Should Women Fleeing Violence Be Forced to Share Shelters with Men?

By Lauren Bone, WoLF Legal Director

WoLF Supports HUD Proposal Restoring Sex-Based Protections for Women's Shelters

Imagine escaping domestic violence, finally reaching what you believe is a safe women's shelter, and being told you must share sleeping quarters, bathrooms, and other intimate spaces with a man.

For many women, that isn't hypothetical. Under current federal regulations, many HUD-funded women's shelters have been required to admit men who identify as women, even when doing so compromises the privacy, dignity, and sense of safety of female residents.

The U.S. Department of Housing and Urban Development (HUD) has now proposed reversing that policy. The Women's Liberation Front (WoLF) recently submitted a public comment strongly supporting the proposal, which would restore sex-based protections for women's shelters and replace references to "gender identity" with clear, biologically based definitions of sex. 

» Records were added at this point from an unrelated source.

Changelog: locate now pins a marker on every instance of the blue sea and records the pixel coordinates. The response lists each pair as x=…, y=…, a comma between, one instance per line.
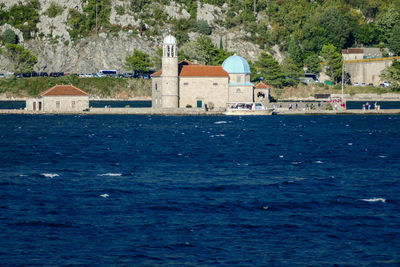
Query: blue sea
x=199, y=190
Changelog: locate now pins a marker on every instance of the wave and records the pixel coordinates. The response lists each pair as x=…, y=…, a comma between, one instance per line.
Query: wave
x=49, y=175
x=110, y=174
x=375, y=199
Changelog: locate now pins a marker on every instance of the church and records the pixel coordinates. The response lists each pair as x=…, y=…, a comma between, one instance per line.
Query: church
x=190, y=85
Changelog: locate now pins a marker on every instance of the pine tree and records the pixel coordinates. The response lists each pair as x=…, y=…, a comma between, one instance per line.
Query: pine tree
x=333, y=61
x=394, y=40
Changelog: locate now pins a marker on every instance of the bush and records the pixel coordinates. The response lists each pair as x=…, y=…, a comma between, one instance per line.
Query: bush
x=9, y=37
x=120, y=10
x=54, y=10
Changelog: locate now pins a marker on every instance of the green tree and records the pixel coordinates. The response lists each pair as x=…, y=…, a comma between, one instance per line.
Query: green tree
x=204, y=51
x=9, y=37
x=54, y=10
x=333, y=61
x=336, y=26
x=295, y=53
x=291, y=71
x=139, y=61
x=392, y=74
x=385, y=23
x=394, y=40
x=25, y=17
x=270, y=69
x=22, y=59
x=313, y=64
x=203, y=27
x=366, y=34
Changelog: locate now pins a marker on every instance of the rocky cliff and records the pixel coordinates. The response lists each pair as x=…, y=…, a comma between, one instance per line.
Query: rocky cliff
x=56, y=51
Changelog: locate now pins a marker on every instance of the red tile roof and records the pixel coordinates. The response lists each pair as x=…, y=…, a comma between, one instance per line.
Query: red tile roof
x=198, y=71
x=63, y=90
x=261, y=85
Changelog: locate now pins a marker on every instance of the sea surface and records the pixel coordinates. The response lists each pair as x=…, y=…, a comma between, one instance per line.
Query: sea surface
x=199, y=190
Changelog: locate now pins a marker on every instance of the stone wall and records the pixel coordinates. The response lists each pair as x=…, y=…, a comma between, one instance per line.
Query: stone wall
x=64, y=103
x=208, y=90
x=367, y=72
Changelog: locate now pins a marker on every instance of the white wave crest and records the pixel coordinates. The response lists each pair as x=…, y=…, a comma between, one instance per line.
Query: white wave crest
x=49, y=175
x=111, y=174
x=375, y=199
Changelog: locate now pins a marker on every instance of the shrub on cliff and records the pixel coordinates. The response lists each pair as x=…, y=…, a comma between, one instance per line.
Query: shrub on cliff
x=22, y=59
x=54, y=10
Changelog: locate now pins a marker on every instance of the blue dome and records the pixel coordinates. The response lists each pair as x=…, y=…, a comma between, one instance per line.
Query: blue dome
x=236, y=64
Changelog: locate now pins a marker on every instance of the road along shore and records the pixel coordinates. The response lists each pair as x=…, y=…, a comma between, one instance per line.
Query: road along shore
x=193, y=111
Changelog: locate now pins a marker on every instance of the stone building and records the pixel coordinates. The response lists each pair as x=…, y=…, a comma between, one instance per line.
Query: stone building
x=59, y=98
x=186, y=84
x=262, y=92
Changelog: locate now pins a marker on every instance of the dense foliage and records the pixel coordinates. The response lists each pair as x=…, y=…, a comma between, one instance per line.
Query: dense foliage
x=22, y=59
x=95, y=17
x=54, y=10
x=139, y=61
x=22, y=16
x=9, y=37
x=392, y=74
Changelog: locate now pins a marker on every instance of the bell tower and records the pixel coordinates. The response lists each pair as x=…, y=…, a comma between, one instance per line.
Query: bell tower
x=170, y=91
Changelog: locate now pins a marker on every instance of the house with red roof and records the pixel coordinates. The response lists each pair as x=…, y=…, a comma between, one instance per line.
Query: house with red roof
x=59, y=98
x=185, y=84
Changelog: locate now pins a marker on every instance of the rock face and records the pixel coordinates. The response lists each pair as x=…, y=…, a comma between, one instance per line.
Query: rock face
x=57, y=52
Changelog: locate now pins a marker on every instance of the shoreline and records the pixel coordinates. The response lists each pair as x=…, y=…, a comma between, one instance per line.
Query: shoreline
x=182, y=112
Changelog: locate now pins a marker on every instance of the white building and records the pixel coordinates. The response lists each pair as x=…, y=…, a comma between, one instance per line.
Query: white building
x=59, y=98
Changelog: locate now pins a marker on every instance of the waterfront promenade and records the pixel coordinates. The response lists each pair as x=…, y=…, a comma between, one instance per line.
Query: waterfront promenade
x=194, y=111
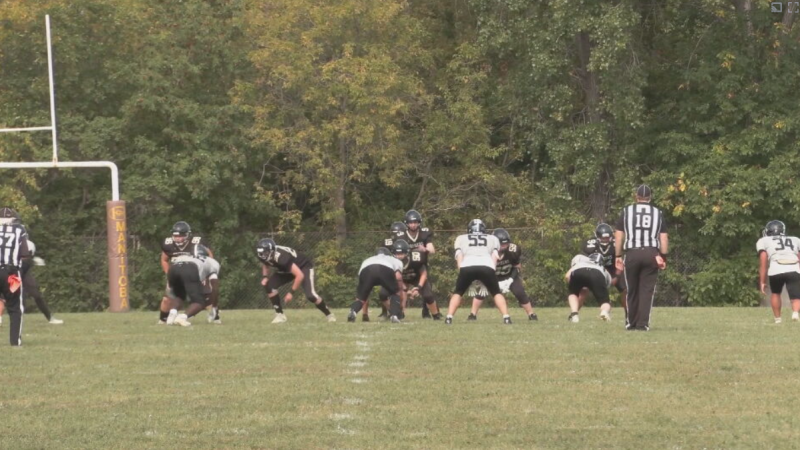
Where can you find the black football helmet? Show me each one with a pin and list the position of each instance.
(604, 231)
(398, 227)
(476, 226)
(502, 236)
(596, 258)
(266, 248)
(413, 216)
(775, 228)
(400, 247)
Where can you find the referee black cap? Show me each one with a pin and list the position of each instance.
(644, 191)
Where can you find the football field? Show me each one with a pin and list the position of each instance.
(701, 378)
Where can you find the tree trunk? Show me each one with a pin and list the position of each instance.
(589, 84)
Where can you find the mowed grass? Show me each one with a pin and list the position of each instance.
(701, 378)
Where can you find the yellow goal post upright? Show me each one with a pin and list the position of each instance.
(118, 281)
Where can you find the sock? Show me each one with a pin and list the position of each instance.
(276, 304)
(322, 307)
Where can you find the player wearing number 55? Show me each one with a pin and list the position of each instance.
(780, 253)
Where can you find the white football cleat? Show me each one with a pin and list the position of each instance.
(279, 318)
(173, 313)
(182, 320)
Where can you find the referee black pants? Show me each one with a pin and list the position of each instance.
(641, 274)
(9, 274)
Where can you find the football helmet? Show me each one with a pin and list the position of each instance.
(398, 227)
(476, 226)
(775, 228)
(604, 233)
(502, 236)
(266, 248)
(400, 247)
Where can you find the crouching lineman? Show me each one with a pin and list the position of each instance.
(385, 269)
(289, 267)
(780, 253)
(508, 276)
(588, 272)
(415, 278)
(476, 257)
(181, 243)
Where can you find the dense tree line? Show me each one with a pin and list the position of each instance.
(250, 116)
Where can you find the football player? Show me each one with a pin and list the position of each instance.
(289, 266)
(779, 259)
(395, 231)
(588, 272)
(508, 276)
(181, 243)
(476, 256)
(420, 239)
(185, 276)
(385, 269)
(603, 243)
(415, 278)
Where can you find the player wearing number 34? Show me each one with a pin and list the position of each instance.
(780, 253)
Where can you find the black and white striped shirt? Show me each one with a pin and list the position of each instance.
(642, 224)
(13, 245)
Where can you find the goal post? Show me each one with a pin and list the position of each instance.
(117, 230)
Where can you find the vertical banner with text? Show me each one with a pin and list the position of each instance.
(117, 257)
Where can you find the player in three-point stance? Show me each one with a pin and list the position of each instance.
(288, 266)
(779, 260)
(508, 275)
(476, 256)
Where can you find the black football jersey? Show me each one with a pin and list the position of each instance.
(593, 245)
(284, 257)
(414, 265)
(508, 259)
(419, 239)
(172, 249)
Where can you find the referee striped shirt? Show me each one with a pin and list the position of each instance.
(642, 224)
(13, 245)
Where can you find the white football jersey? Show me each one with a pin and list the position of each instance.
(583, 262)
(383, 260)
(781, 252)
(477, 249)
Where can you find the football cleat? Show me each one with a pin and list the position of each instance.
(182, 320)
(279, 318)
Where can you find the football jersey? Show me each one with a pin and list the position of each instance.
(583, 262)
(421, 238)
(382, 260)
(781, 253)
(172, 249)
(477, 249)
(508, 260)
(414, 265)
(283, 258)
(593, 245)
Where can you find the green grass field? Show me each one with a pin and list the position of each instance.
(701, 378)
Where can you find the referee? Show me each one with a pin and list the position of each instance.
(642, 233)
(13, 247)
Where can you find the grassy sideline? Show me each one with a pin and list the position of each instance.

As HUD itself recognizes, forcing women to choose between sharing intimate spaces with men and remaining homeless is no choice at all. The proposed rule recognizes what women in crisis have always known: sex matters. Women's shelters exist for a reason. Many women who seek emergency housing are escaping male violence, sexual assault, trafficking, or domestic abuse. More have experienced homelessness, addiction, or severe trauma. They deserve spaces where they can recover without being required to share sleeping quarters, bathrooms, or other intimate facilities with men. Even the possibility that men may be housed alongside them can discourage women from seeking shelter, leaving them even more vulnerable.

WoLF strongly supports two key aspects of HUD's proposal.

  1. The rule would replace references to subjective concepts such as "gender identity" with objective, biologically based definitions of sex. Civil rights laws protecting women were enacted to prohibit discrimination on the basis of sexnot gender identity. Returning to clear, sex-based language helps preserve the legal protections women fought to secure.

  2. The proposal would once again allow federally funded women's shelters to limit admission to women. This recognizes both the purpose of single-sex shelters and the reality that women have legitimate privacy and safety interests that cannot be dismissed as prejudice.

As our comment explains, this issue is not theoretical.

The comment also discusses the tragic case of Harvey Marcelin, a convicted murderer and sex offender who identified as transgender and was placed in a women's shelter in New York City pursuant to policies requiring placement based on gender identity. Marcelin later murdered fellow shelter resident Susan Leyden. While this was an extreme case, it illustrates a broader problem: policies that prioritize gender identity over sex can prevent shelter staff from exercising sound judgment when assessing risk.

On a related note, one of the most troubling aspects of the public comment process has been watching well-funded, influential organizations that claim to represent women’s interests actively oppose restoring sex-based protections for women's shelters. Women fleeing abuse and homelessness deserve better than being told their privacy and safety concerns are discriminatory. 

Sadly, the opposition to HUD's proposal is consistent with a broader pattern. Too many legacy women's organizations have embraced policies that subordinate women's sex-based rights to gender identity ideology—even when those policies undermine women's safety, privacy, and dignity. Last year, WoLF addressed this growing divide in its Declaration of No Confidence in the Leadership of Legacy Women's Organizations, calling on organizations that claim to represent women either to recommit to protecting women's rights or to stop claiming to speak on women's behalf.

Unlike these other “women’s” organizations, WoLF recognizes that:

  1. Women's shelters exist for a reason. They are not arbitrary exclusions; they serve women recovering from male violence.

  2. The proposal doesn't "ban" anyone from shelter. It restores sex-based placement while leaving other shelter options available. Individuals will continue to have access to shelters designated for their sex, and to mixed-sex facilities.

  3. Words in law matter. Replacing "sex" with "gender identity" wasn't just semantic—it changed who the law protects and how women's rights are enforced.

WoLF appreciates HUD's willingness to revisit this issue through the formal rulemaking process and urges the Department to finalize the proposal.